Selon lui, de nombreuses banques prennent déjà des mesures de type réparation, comme le financement de bourses d’études pour les étudiants noirs et des dons à des organisations communautaires noires.

« Il existe de nombreux types de stratégies différentes qui peuvent être utilisées pour faire avancer les réparations », constate Thomas Bernard. Une partie de ces stratégies consiste à reconnaître que le racisme anti-Noir systémique est mauvais ; les institutions doivent dire : « Nous savons que nous avons fait partie de ce problème et nous voulons maintenant faire partie de la solution ». Une partie de cette solution peut consister à s’engager avec la communauté pour changer le cycle de l’inégalité et créer des cycles d’opportunités. »

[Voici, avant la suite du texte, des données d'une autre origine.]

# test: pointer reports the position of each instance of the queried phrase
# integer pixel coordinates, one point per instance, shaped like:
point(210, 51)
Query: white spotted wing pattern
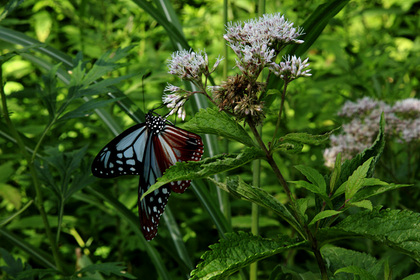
point(148, 149)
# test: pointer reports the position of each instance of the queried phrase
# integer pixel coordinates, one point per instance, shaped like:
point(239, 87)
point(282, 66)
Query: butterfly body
point(148, 149)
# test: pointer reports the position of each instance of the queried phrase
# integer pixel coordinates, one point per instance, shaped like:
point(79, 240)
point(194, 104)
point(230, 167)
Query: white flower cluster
point(190, 66)
point(272, 28)
point(402, 125)
point(291, 68)
point(175, 99)
point(257, 43)
point(253, 58)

Charline Grant affirme qu’elle aimerait voir des mesures telles que des frais bancaires réduits ou des prêts aux entreprises qui peuvent être partiellement annulés, comme le Compte d’urgence canadien pour les entreprises offert par le gouvernement fédéral pendant la pandémie.

« Il n’y a rien que je ne dise qui n’a pas été fait pour d’autres communautés », expose-t-elle, notant que les banques ont réduit les frais pour les équipes de hockey de ligues mineures.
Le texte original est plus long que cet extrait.